The CJEU in Grand Chamber held 10 days back in C‑633/22 Real Madrid Club de Fútbol, AE v EE, Société Éditrice du Monde SA. No English version was yet available at the time of writing.
The Court in essence confirms Spzunar AG’s Opinion which I reviewed here.
Its findings echo the language and sentiment of Article 16 of the EU’s anti-SLAPP Directive 2024/1069 (that Article addressing non-recognition of third country judgments).
The Grand Chamber emphasises mutual trust and the consequential very narrow room for refusal of recognition on ordre public grounds, even in the context of the application of the Charter’s Article 11 freedom of expression grounds: refusal must be exceptional, case-based, and not based on an entirely new balancing act.

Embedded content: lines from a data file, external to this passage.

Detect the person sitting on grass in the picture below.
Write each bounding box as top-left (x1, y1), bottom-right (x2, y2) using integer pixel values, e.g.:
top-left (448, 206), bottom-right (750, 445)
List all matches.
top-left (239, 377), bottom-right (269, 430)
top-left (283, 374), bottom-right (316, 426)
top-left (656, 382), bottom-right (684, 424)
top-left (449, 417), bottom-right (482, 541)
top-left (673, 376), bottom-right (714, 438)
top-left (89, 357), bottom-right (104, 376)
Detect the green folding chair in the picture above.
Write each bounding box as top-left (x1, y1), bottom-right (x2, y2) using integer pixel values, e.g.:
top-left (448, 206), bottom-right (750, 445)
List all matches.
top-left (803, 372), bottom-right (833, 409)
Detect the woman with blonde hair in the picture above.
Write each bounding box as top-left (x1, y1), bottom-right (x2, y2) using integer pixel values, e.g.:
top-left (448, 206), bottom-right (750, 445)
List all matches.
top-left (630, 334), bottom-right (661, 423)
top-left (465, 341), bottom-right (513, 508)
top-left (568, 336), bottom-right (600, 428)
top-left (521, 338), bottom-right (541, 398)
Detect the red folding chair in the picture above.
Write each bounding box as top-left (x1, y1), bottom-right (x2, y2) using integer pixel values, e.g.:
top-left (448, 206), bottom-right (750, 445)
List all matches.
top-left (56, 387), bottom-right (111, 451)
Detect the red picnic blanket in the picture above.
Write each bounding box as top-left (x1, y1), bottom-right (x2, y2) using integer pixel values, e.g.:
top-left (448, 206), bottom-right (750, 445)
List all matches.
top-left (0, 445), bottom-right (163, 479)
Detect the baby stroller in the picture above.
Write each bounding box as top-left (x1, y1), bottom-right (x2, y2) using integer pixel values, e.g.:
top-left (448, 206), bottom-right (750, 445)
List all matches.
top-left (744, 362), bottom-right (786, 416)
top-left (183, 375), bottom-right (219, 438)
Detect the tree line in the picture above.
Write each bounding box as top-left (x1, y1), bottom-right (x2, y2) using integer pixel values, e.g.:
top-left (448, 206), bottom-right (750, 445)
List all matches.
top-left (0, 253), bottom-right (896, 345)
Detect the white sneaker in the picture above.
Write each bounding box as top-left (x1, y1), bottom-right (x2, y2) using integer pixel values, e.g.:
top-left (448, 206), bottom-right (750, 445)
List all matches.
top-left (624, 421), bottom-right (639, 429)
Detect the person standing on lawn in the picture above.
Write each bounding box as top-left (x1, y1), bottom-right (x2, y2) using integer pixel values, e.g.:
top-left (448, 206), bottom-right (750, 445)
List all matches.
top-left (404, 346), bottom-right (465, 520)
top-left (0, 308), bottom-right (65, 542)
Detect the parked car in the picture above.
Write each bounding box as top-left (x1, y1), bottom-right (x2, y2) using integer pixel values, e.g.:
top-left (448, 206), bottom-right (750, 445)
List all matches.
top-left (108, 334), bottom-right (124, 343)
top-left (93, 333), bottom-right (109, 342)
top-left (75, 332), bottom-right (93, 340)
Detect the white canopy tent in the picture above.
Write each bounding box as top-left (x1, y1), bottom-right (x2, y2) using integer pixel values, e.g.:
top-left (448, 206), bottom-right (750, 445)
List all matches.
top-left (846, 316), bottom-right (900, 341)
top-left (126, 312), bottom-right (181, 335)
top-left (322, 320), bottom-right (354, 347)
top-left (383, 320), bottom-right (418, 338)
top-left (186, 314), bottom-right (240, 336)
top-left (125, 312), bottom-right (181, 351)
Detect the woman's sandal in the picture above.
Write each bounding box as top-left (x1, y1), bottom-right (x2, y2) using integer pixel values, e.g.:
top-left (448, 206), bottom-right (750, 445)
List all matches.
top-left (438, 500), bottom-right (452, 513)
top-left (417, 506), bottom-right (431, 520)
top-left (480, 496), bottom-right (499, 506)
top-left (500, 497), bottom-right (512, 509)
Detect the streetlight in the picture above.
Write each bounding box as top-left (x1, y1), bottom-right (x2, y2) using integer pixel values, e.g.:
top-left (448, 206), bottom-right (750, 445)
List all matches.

However the court of enforcement must refuse to recognise if the Article 11 rights are fundamentally impacted. In exercising that assessment, it must i.a. take account of the distinction between the reputation of a legal cq natural person (the former lacking the ‘moral’ element of impacting on the ‘dignity’ of the person: [58]), the financial capacity of the defendant (accused to have libeled) [68], and the stiffing impact caused by a disproportionate difference between the actual damage suffered, and the libel award [62 ff].
Geert.
EU Private International Law, 4th ed, 2024, 2.619 ff.